From: Richard Frith-Macdonald
Subject: Re: signal SIGSEGV, Segmentation fault
Date: Tue, 22 May 2018 14:59:30 +0100


> On 22 May 2018, at 13:55, Andreas Höschler <ahoesch@smartsoft.de> wrote:
> 
> Hi Richard,
> 
>>> Aha, interesting. But this still rings no bell (no idea how this could be).
>> 
>> Well, anything that overwrite the memory location in which 'self' is stored 
>> could cause this.
>> The most common thing (as suggested by Wolfgang) would be if the object was 
>> deallocated and the memory re-used (a retain/release error),
> 
> The object is not deallocated as I have shown with a log message in -dealloc. 
> 
>> but buffer overruns could also corrupt the memory.
>> Fred's suggestion of running under valgrind should help find the problem in 
>> either case.
> 
> This gave me nothing (see below).
> 
> valgrind reports
> 
> 
> 2018-05-22 11:23:16.323 TimberNav[7685:7685] MapView drawRect {x = 0; y = 0; 
> width = 817; height = 334} ... _osmDrawing 0
> 2018-05-22 11:23:16.327 TimberNav[7685:7685] After super drawRect:rect
> 2018-05-22 11:23:16.328 TimberNav[7685:7685] bums
> ==7685== Use of uninitialised value of size 4
> ==7685==    at 0x8064DC2: _i_MapView__drawRect_ (MapView.m:168)
> ==7685==    by 0xBEAD8617: ???

Well it tells you that some uninitialised value is used at line 168 ... 

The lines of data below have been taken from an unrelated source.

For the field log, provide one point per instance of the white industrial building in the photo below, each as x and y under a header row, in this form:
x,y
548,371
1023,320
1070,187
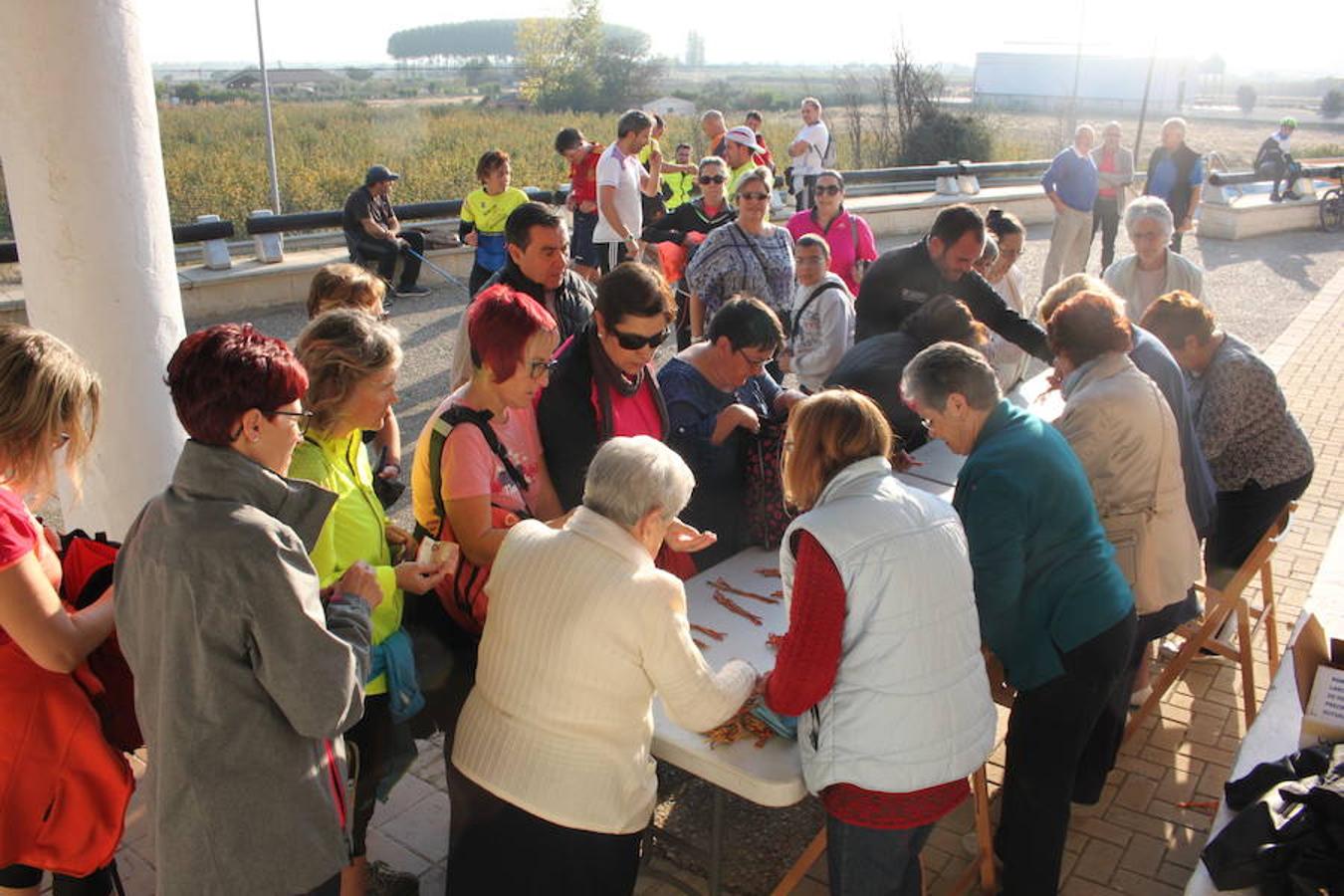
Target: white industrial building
x,y
1043,81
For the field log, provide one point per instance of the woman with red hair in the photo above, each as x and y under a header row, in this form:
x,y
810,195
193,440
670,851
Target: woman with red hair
x,y
479,469
245,673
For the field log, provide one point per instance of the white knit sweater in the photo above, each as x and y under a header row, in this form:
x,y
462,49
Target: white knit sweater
x,y
582,630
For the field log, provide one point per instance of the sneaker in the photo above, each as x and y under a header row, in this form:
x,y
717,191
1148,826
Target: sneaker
x,y
386,881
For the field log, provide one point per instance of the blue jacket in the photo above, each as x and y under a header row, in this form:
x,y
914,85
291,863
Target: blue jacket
x,y
1045,580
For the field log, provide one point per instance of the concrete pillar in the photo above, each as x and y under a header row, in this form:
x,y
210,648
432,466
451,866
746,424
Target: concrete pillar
x,y
85,177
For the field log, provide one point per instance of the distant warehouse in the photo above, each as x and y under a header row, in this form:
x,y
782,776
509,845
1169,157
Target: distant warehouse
x,y
1045,81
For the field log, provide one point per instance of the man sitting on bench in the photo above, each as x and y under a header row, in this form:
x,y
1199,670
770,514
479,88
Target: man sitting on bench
x,y
372,233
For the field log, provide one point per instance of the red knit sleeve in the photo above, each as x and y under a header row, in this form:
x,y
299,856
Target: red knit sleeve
x,y
809,654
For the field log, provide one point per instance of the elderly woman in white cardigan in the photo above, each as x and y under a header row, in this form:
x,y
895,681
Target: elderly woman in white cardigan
x,y
1153,269
1124,433
582,631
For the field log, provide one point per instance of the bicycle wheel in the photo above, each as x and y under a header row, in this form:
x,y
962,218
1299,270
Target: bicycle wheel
x,y
1332,210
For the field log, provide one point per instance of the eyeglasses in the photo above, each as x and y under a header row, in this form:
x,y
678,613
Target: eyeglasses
x,y
537,369
633,341
303,419
757,362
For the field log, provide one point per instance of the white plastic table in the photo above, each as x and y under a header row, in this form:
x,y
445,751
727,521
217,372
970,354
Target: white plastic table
x,y
771,776
1277,723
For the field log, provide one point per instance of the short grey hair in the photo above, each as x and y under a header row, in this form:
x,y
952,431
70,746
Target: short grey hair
x,y
1152,207
951,367
630,476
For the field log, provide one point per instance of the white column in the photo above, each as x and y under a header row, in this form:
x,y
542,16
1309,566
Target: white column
x,y
84,172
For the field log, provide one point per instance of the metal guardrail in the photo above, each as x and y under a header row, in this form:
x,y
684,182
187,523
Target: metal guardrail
x,y
1229,179
180,234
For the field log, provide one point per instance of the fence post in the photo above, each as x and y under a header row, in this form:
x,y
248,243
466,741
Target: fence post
x,y
269,247
947,185
214,251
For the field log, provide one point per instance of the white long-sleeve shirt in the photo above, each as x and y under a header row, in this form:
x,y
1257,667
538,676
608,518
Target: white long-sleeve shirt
x,y
821,334
582,631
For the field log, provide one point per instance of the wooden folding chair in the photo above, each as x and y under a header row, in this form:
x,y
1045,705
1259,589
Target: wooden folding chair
x,y
1220,606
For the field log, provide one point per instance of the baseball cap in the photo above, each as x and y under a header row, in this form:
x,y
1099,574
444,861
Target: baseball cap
x,y
745,135
378,173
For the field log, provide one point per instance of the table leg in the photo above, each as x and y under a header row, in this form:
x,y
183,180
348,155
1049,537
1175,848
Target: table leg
x,y
717,842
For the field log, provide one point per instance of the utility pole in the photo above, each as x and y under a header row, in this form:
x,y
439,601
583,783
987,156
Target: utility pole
x,y
271,123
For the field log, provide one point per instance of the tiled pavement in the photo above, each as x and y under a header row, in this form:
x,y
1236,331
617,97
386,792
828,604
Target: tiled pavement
x,y
1151,825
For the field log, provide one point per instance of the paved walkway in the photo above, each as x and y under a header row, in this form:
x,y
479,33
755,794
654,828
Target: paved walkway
x,y
1145,834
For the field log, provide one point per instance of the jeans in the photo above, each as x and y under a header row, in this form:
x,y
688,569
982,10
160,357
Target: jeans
x,y
1062,743
1106,216
866,861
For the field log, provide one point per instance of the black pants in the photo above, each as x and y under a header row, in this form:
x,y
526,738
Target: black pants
x,y
372,735
508,850
1242,519
610,254
22,876
1106,216
1062,743
479,277
384,253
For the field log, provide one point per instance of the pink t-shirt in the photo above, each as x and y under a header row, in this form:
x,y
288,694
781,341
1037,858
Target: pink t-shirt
x,y
844,234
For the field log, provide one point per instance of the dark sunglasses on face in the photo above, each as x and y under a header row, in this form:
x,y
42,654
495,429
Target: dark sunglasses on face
x,y
633,341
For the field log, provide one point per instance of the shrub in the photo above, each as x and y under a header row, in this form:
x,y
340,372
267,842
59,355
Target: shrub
x,y
941,134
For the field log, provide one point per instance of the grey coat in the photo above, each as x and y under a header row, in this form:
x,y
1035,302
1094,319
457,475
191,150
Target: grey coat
x,y
242,677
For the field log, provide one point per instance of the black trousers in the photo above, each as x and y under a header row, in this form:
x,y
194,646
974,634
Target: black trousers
x,y
1106,216
23,876
1242,519
1062,743
508,850
386,251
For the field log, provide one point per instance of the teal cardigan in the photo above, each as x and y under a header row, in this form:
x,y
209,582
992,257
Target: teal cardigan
x,y
1045,577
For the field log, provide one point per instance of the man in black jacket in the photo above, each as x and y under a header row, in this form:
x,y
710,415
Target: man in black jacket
x,y
538,264
905,278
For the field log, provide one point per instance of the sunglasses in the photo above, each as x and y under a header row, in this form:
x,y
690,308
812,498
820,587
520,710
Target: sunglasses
x,y
537,369
633,341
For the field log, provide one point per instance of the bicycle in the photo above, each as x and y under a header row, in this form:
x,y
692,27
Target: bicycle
x,y
1332,204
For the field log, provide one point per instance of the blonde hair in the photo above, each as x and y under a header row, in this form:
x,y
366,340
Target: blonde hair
x,y
49,392
338,349
826,433
344,285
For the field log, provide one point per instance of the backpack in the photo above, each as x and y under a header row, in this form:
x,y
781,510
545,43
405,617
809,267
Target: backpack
x,y
463,594
87,567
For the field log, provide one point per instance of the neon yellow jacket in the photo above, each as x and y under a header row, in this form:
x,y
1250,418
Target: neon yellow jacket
x,y
355,530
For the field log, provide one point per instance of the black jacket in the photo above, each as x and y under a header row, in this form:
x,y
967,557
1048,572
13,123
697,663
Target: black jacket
x,y
687,218
572,300
905,278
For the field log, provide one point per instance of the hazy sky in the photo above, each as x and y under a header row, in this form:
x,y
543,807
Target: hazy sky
x,y
329,31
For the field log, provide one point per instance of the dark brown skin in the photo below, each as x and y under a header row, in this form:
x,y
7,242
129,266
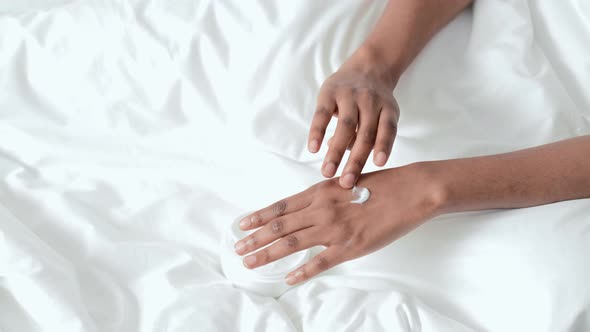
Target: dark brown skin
x,y
405,197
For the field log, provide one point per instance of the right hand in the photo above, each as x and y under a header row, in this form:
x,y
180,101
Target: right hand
x,y
360,95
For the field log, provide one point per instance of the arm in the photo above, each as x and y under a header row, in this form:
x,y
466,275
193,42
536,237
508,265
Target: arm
x,y
544,174
361,91
405,197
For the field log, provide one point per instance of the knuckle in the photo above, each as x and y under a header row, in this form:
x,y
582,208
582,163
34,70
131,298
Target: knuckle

We already knew that, but I guess the fact that there's no problem reported 
preceding it means that there's no obvious memory management/corruption issue 
like a buffer overrun on the heap, and something is specifically setting that 
location in memory.

You might need to actively debug the program to find out what's going on ... 
use gdb to break at the start ofd the method and then step through, instruction 
by instruction, examining key values to see at what point things change.